Os primeiros impactos sentidos já são percebidos nas empresas e nos tribunais

Por Gabriel Moura

Desde novembro do ano passado está em vigor as novas regras aprovadas com a Reforma Trabalhista. Passados mais de seis meses, os primeiros impactos já podem ser sentidos, tanto nos tribunais como nas relações de trabalhos. E, pelo que notam os especialistas, o resultado pode ser considerado positivo.

Segundo o diretor executivo da Bazz Estratégia em Recursos Humanos, Celso Bazzola, a Reforma trouxe benefícios para os trabalhadores e para as empresas. “Venho conversando com muitos gestores de Recursos Humanos que estão afirmando que a reforma vem sendo sentida de forma positiva para ambos os lados, para empresas e para os trabalhadores, possibilitando uma melhoria nas negociações dos contratos de trabalhos”, afirma.
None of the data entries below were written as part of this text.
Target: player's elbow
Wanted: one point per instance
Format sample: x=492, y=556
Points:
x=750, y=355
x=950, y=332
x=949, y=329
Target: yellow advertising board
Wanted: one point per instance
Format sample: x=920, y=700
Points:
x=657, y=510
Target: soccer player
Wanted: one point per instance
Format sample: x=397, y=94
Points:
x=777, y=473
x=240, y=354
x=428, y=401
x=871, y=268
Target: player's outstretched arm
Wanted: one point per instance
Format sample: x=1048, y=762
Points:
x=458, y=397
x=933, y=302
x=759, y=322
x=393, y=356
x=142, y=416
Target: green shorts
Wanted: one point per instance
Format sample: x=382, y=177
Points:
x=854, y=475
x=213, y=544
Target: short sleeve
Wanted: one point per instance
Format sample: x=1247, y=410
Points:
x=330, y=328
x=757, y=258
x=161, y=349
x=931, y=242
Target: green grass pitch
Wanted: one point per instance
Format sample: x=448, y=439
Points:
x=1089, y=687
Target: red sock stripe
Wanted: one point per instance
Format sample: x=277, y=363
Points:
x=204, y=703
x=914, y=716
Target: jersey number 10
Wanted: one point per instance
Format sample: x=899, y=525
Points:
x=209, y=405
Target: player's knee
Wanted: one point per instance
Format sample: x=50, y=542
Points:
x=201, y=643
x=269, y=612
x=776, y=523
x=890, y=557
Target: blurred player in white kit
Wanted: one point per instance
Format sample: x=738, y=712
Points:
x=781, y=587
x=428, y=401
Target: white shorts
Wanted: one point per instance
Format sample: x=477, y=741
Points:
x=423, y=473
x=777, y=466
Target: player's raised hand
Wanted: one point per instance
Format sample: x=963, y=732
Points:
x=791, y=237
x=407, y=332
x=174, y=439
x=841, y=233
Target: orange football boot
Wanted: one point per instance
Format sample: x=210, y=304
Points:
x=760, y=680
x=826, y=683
O especialista revela ainda que entre os pontos que mais vem se destacando nas consultas que realiza estão a possibilidade de trabalho intermitentes e home office. “Empresas que antes tinham dificuldades de contratar trabalhadores, pois esses só tinham demanda de trabalho nos fins de semanas, agora tem respaldo legal para ampliar as contratações. É o caso de locais de receptivo turístico, que agora pode contratar pessoas de atendimentos nos períodos de picos, ou seja, nos fins de semanas, feriados e férias. O mesmo ocorre com lojas, bares e outros estabelecimentos, que agora possuem uma possibilidade muito maior para contratar e atender melhor o público”.

Outro ponto que vem gerando ótimos resultados segundo Bazzola, são relacionados a premiações e bônus. “Tenho sentido uma ampliação na procura sobre esses temas pois a lei possibilita que a empresa proporcione mais aos colaboradores sem que seja muito onerada pelos impostos”, explica.
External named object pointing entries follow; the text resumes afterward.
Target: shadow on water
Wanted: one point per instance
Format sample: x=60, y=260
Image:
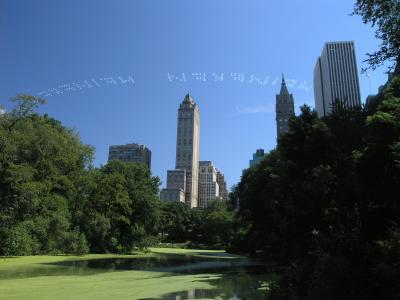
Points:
x=242, y=285
x=235, y=277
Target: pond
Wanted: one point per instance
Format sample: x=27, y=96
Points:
x=224, y=276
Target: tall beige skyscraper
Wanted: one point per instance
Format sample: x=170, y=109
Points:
x=187, y=147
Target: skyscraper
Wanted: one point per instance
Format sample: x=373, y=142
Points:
x=336, y=77
x=223, y=190
x=257, y=157
x=187, y=153
x=284, y=109
x=187, y=147
x=130, y=153
x=208, y=185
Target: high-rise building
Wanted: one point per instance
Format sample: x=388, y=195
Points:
x=208, y=185
x=257, y=157
x=130, y=153
x=187, y=154
x=284, y=109
x=223, y=191
x=336, y=77
x=187, y=147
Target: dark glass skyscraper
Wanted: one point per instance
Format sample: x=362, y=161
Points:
x=336, y=77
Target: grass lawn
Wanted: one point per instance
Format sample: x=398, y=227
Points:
x=29, y=278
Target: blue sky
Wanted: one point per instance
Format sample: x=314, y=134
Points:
x=117, y=70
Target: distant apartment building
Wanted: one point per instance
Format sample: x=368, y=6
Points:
x=336, y=77
x=223, y=190
x=257, y=157
x=208, y=185
x=130, y=153
x=284, y=109
x=176, y=184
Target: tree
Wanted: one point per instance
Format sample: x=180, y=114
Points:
x=40, y=164
x=122, y=207
x=385, y=16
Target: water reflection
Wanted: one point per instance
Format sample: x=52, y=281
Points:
x=233, y=278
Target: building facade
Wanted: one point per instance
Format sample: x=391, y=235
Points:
x=257, y=157
x=187, y=147
x=187, y=155
x=223, y=190
x=336, y=77
x=284, y=109
x=208, y=185
x=130, y=153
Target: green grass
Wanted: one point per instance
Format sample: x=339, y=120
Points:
x=95, y=283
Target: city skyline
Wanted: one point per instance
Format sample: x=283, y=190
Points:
x=123, y=79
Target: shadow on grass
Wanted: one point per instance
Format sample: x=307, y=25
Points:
x=166, y=263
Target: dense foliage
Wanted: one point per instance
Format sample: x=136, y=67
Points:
x=212, y=226
x=384, y=15
x=325, y=206
x=53, y=201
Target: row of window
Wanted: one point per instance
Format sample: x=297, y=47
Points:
x=189, y=141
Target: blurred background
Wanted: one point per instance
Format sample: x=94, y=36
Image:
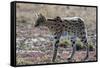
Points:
x=35, y=45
Na opinião do gerente trabalhista da Confirp Consultoria Contábil, Fabiano Giusti, um novo fato positivo vem sendo em relação aos sindicatos. “Com a mudança em relação a contribuição sindical que não é mais obrigatória, precisando o trabalhador informar que autoriza a cobrança, muitas pessoas deixaram de fazer essa opção por não observar vantagens. Já os sindicatos estão tendo que se reinventar, buscando oferecer mais aos trabalhadores sindicalizados”, avalia.

Processos trabalhistas

Em relação aos tribunais, o efeito foi um “inflar e esvaziar”, após estimular, antes de entrar em vigor, uma corrida à Justiça do Trabalho, a reforma trabalhista fez despencar o número de processos ajuizados em varas trabalhistas assim que as mais de 100 alterações promovidas na Consolidação das Leis do Trabalho (CLT) começaram a valer.

Segundo levantamento do Tribunal Superior do Trabalho (TST), de janeiro a março de 2018 a quantidade de novos processos despencou 44,79%, sendo que foram ajuizadas 355.178 ações neste ano, contra 643.404 no mesmo período de 2017.

“Obviamente que não se pode afirmar que a baixa demanda seja uma tendência, haja vista que profissionais que militam na justiça do trabalho, tem procurado melhor compreender como os Juízes irão julgar as demandas recém ajuizadas, para então, definir suas estratégias”, explica Mourival Boaventura Ribeiro é advogado, sócio da Boaventura Ribeiro Sociedade de Advogados.